My Deep Learning Journey with Fast.AI: Chapter 1

I recently took part in a hackathon and despite little to no guidance and a problem space me and my team weren’t really experts in, we decided to participate anyways. We came up with a simple, implementable in 2 days solution, that solved one of the problems we saw when we Googled “What are some problems with Edge computing”. Was it too simplistic of a solution? Yes. Did we have fun? Sure. But it didn’t seem to garner any interest from the judges who seemed to fumble to try and think of questions because it was so straightforward.

But those that know me know that I’m competitive as hell. For next year, I want an ace up my sleeve. I decided to take the plunge with the Fast.AI Deep Learning Course for Coders. The first lesson has me hooked. They have described that:

  • You do not need lots of math experience
  • You do not need a PHd
  • You don’t even need a lot of data

So even though this blog will probably never be read, I think this is a good place for me to summarize my thoughts and notes for future reference. Hold on tight!

The first project

I was introduced to Jupyter Notebooks, and it really is a neat technology. Very nice mix of code and documentation.

In the first video lesson they guide you through an image classifier and it really is simple. Here’s the Kaggle Jupyter Notebook for it: Smile or Frown Predictor | Kaggle

I did try to branch out on my own and do a Tabular learner (that’s talked about in the book but not in the video), as that’s the data I see most often, but I couldn’t take the example and apply it to a different data set.

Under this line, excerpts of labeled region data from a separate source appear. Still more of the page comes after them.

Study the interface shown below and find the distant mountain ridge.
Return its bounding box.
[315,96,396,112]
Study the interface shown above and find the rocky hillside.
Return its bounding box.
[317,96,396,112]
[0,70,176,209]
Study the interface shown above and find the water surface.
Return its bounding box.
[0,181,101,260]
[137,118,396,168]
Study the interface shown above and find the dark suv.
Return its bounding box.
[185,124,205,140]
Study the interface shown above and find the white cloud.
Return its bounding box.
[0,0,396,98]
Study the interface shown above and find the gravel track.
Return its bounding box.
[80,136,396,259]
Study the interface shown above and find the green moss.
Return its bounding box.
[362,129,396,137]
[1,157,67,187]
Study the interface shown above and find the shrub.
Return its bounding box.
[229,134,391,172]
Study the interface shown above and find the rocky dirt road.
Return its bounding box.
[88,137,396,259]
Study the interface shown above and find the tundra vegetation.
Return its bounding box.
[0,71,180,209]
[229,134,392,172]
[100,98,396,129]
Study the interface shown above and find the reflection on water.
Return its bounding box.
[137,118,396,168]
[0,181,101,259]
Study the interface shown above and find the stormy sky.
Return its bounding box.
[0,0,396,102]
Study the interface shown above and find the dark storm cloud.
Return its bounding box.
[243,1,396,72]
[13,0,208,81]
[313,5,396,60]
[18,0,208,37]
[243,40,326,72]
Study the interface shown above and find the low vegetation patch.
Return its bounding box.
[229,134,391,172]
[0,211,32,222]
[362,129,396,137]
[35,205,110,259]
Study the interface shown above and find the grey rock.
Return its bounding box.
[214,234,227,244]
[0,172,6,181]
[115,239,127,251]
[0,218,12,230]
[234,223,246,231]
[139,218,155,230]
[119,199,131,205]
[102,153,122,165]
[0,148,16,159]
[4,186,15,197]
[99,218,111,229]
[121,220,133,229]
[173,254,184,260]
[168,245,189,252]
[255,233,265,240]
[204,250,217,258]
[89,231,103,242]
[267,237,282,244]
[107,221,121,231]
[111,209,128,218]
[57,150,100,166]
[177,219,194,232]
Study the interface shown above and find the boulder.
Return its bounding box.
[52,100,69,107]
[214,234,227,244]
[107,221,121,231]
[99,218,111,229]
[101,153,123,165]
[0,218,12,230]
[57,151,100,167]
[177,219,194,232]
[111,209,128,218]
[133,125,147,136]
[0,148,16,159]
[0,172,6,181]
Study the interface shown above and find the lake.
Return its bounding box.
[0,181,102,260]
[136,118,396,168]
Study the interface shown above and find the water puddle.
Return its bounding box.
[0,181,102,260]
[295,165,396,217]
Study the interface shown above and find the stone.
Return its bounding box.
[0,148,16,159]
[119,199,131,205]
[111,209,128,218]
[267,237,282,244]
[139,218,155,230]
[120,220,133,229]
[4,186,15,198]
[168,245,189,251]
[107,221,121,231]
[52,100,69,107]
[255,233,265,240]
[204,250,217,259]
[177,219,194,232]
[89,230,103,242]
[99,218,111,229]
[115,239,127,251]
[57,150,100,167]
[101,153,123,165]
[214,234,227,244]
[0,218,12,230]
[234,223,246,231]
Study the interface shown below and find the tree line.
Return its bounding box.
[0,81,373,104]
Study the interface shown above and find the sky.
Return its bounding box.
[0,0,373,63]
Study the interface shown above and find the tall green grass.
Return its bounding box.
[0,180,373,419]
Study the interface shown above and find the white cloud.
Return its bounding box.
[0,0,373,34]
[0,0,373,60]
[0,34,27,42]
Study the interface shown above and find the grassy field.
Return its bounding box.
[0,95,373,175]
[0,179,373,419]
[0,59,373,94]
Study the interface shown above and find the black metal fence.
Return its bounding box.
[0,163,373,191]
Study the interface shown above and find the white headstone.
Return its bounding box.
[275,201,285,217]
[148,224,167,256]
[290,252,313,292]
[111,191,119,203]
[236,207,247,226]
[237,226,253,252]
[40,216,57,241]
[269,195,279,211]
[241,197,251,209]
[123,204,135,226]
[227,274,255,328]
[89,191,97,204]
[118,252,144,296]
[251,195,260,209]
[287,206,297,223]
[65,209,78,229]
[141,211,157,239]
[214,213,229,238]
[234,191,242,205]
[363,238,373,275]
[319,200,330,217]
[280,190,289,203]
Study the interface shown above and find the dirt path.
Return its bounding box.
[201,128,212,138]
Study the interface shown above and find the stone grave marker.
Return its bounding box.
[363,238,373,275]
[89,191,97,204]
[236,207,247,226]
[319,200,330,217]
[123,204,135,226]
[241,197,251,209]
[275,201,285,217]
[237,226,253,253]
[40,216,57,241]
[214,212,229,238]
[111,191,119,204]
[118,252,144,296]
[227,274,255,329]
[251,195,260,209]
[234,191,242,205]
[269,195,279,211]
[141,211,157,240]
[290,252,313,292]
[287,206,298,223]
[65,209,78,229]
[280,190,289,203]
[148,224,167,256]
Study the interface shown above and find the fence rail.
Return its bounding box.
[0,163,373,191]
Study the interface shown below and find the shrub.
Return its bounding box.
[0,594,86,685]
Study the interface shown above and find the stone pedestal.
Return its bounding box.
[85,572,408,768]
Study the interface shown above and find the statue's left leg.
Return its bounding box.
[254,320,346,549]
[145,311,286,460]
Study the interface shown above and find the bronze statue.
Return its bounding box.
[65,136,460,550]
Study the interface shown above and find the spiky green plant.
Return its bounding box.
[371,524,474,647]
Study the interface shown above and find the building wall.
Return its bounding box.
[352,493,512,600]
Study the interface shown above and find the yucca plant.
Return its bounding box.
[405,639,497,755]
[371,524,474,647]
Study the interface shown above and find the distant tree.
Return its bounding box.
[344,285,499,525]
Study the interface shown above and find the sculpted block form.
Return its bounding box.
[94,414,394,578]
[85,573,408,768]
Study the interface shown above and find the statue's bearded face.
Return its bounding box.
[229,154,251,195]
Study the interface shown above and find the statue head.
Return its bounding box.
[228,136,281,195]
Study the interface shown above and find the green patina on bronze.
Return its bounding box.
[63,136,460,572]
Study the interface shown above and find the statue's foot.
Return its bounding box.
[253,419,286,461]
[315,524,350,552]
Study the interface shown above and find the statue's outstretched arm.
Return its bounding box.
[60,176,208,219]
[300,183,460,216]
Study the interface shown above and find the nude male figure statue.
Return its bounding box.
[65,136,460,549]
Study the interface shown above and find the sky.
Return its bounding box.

I kind of let that get to me for a while but I’m back on the horse and trying to push past it and maybe come back later.

My notes from the 1st chapter

  • Image Classifiers can be used for more than images
    • Spectograms of Sound
    • Visualized Data
    • Etc
  • Training Data vs Validation Data vs Test Data
    • Validation Data is needed to make sure that the model isn’t just memorizing data
    • Test Data can be used to make sure that there’s no user bias (like Unit Testing another person’s code)
    • In time series data:
      • Training data should be chunks of time, not random subsets
      • Validation/test data should be at the end to emulate not knowing the future
    • Test data should be data never experienced by the training data before (e.g. in a person classifier, test data may be a person never seen by training data)